Clicando no Google a palavra “Educação”
seguida da expressão “direito de todos”, encontrei 671 mil referências. Só de
artigos acadêmicos a respeito, 5.120. “Educação inclusiva” dá 262 mil
respostas. Experimente clicar agora “Educar-se é dever de cada um”: nenhum
resultado. “Educar-se é dever de todos”: nenhum resultado. “Educar-se é dever
do cidadão”: nenhum resultado.
Isso basta para explicar por que os
estudantes brasileiros tiram sempre os últimos lugares nos testes
internacionais. A ideia de que educar-se seja um dever jamais parece ter ocorrido
às mentes iluminadas que orientam (ou desorientam) a formação (ou deformação)
das mentes das nossas crianças.
Eis também a razão pela qual, quando
meus filhos me perguntavam por que tinham de ir para a escola, eu só conseguia lhes
responder que se não fizessem isso eu iria para a cadeia; que, portanto,
deveriam submeter-se àquele ritual absurdo por amor ao seu velho pai. Jamais
consegui encontrar outra justificativa. Também lhes recomendei que só se
esforçassem o bastante para tirar as notas mínimas, sem perder mais tempo com
aquela bobagem. Se quisessem adquirir cultura, que estudassem em casa, sob a
minha orientação. Tenho oito filhos. Nenhum deles é inculto. Mas o mais erudito
de todos, não por coincidência, é aquele que frequentou escola por menos tempo.
A ideia de que a educação é um direito
é uma das mais esquisitas que já passaram pela mente humana. É só a repetição
obsessiva que lhe dá alguma credibilidade. Que é um direito, afinal? É uma
obrigação que alguém tem para com você. Amputado da obrigação que impõe a um
terceiro, o direito não tem substância nenhuma. É como dizer que as crianças
têm direito à alimentação sem que ninguém tenha a obrigação de alimentá-las. A
palavra “direito” é apenas um modo eufemístico de designar a obrigação dos outros.
Os outros, no caso, são as pessoas e
instituições nominalmente incumbidas de “dar” educação aos brasileiros:
professores, pedagogos, ministros, intelectuais e uma multidão de burocratas.

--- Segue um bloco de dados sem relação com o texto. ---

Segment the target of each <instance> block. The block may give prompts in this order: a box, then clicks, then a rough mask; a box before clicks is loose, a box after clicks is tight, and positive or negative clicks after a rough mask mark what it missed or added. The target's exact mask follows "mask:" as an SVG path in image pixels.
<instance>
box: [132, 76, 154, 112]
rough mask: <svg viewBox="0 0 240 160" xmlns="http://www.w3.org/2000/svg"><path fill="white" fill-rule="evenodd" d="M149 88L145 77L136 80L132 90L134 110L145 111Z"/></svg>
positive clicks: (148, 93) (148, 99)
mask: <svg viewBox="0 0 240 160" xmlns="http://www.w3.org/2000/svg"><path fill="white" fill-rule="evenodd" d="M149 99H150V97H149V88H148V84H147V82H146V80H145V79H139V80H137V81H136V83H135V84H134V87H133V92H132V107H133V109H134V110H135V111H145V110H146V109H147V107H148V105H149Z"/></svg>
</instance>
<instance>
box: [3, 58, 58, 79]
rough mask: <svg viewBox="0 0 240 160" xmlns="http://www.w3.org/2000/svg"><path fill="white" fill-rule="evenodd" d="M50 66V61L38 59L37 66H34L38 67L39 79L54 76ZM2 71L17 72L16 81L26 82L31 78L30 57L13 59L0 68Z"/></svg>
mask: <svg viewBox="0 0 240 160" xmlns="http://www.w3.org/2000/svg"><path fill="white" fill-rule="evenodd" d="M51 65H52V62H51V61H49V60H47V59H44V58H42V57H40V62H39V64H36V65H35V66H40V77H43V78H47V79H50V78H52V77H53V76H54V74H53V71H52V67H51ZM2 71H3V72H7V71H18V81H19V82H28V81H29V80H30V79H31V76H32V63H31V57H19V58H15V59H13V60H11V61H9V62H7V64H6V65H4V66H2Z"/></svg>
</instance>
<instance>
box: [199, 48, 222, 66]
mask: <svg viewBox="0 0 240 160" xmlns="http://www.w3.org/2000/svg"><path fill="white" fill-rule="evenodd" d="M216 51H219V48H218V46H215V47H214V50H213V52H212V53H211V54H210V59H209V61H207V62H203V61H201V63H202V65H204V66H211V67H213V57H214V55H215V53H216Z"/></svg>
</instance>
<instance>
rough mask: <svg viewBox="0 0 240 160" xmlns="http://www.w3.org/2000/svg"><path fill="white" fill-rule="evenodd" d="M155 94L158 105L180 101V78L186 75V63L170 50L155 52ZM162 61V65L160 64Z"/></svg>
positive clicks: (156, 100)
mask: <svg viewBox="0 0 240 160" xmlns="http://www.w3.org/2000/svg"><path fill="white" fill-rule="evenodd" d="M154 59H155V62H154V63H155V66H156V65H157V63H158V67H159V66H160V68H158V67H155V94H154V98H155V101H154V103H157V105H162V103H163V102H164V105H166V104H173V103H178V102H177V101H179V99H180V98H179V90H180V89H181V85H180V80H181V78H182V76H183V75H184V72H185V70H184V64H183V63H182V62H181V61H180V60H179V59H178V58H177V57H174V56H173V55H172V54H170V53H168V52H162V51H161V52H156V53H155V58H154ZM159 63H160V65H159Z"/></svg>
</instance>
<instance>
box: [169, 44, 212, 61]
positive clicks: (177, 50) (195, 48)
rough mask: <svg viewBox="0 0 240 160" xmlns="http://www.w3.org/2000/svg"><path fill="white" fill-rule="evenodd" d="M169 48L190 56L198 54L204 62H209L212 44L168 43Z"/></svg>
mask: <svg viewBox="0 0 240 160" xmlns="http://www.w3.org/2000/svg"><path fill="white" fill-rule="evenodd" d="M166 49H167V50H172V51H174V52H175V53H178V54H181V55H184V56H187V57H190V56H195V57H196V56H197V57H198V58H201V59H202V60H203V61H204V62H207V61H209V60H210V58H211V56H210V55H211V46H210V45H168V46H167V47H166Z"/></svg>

Quando essas criaturas dizem que você tem direito à educação, estão apenas
enunciando uma obrigação que incumbe a elas próprias. Por que, então, fazem
disso uma campanha publicitária? Por que publicam anúncios que logicamente só
devem ser lidos por elas mesmas? Será que até para se convencer das suas
próprias obrigações elas têm de gastar dinheiro do governo? Ou são tão
preguiçosas que precisam incitar a população para que as pressione a cumprir
seu dever? Cada tostão gasto em campanhas desse tipo é um absurdo e um crime.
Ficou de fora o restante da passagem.